To Dugin and his conception of multipolarity (an unapologetically anti-American, antiliberal project), Iran has offered a ready-made synthesis of religious and messianic symbolism, a revolutionary ethos, and anti-imperialist rhetoric aligned with his own traditionalism, anti-globalism, and apocalyptic views. Tehran is a top geopolitical and ideological partner in contesting Western modernity and American power--a conflict he depicts in stark civilizational and eschatological, or end times, terms.
Dugin and Talebzadeh contributed to the infrastructure for transnational media and cultural networks that link Iranian state actors with fringe North Americans and Europeans spanning far-right, radical-left, libertarian, and conspiratorial milieus.
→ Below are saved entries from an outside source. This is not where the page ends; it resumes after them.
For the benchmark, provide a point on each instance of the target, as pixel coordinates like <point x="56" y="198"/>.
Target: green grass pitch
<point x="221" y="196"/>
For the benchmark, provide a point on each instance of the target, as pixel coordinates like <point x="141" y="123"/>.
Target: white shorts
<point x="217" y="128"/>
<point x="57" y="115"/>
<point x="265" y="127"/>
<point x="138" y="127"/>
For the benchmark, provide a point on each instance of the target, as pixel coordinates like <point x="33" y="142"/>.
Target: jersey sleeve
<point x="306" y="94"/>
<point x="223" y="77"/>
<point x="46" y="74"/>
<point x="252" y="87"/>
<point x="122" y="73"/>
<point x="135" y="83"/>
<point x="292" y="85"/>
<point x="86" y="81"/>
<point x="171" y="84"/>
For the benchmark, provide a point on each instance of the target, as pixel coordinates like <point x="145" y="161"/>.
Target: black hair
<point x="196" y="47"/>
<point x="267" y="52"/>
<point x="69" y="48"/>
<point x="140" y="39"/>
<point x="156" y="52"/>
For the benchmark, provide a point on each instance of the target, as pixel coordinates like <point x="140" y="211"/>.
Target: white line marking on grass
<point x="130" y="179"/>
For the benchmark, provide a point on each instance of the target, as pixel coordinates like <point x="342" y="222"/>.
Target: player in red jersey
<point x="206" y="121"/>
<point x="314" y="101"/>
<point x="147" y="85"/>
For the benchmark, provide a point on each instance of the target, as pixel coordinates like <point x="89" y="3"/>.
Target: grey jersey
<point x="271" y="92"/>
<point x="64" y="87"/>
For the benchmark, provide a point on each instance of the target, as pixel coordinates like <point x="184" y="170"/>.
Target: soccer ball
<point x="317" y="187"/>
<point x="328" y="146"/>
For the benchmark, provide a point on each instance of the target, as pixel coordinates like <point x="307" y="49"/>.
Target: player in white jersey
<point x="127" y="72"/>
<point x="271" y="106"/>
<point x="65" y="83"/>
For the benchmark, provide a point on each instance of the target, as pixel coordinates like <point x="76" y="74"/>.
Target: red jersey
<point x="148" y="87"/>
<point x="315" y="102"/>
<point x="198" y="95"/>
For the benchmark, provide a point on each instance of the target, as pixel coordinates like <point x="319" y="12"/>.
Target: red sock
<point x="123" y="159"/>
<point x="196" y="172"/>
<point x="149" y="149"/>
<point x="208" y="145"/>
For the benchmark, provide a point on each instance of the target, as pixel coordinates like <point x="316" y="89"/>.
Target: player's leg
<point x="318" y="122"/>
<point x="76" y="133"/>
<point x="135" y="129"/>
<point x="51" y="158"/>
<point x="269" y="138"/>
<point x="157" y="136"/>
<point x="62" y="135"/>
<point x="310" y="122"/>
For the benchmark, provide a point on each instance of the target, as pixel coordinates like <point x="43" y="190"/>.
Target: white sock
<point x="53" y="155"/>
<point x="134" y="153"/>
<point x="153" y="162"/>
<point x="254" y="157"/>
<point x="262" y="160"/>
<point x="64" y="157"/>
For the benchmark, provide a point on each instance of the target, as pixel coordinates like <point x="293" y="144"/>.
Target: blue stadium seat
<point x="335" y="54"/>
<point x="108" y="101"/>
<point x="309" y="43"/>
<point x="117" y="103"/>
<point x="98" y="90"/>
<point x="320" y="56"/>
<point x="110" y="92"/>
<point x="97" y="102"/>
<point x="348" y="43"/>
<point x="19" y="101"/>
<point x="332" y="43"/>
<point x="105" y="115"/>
Through conferences and cultural exchanges, they cultivated relationships with journalists, politicians, activists, and academics. Exploiting issues such as racial tensions and police brutality in America, these gatherings fostered ideological cross-pollination and convergence by reinforcing distrust in American institutions and governance, all the while incubating narratives prevalent in today’s Iranian ‘slopaganda’ and other messaging.
An EU ethics-filing by German far-right politician Udo Voigt, including an agenda and invitation to the 2018 6th International New Horizon Conference held in Mashhad, captures the workings of their endeavour. This bureaucratic receipt reveals how a conference on Palestine brought together IRGC-affiliated clerics and officials, Dugin, and American alternative media figures of Veterans Today and Unz Review (both seen as conspiratorial pro-Kremlin outlets), as well as radical left and right-wing activists. The conference served as a clearinghouse for anti-American narratives, promoting not only “The New Multipolar World” and classically antisemitic claims of Zionist control over U.S. foreign policy, media, and finance, but also “satanism”5 and allegations of Israeli wrongdoing from the assassination of JFK to the 9/11 terror attack.
5 A previous conference chaired by Talebzadeh also developed themes around satanism. “Iran Hosts Hollywood & Cinema Confab.” Trend.az, Trend News Agency, 7 Feb. 2011, https://www.trend.az/iran/1824513.html. Accessed 10 May 2026.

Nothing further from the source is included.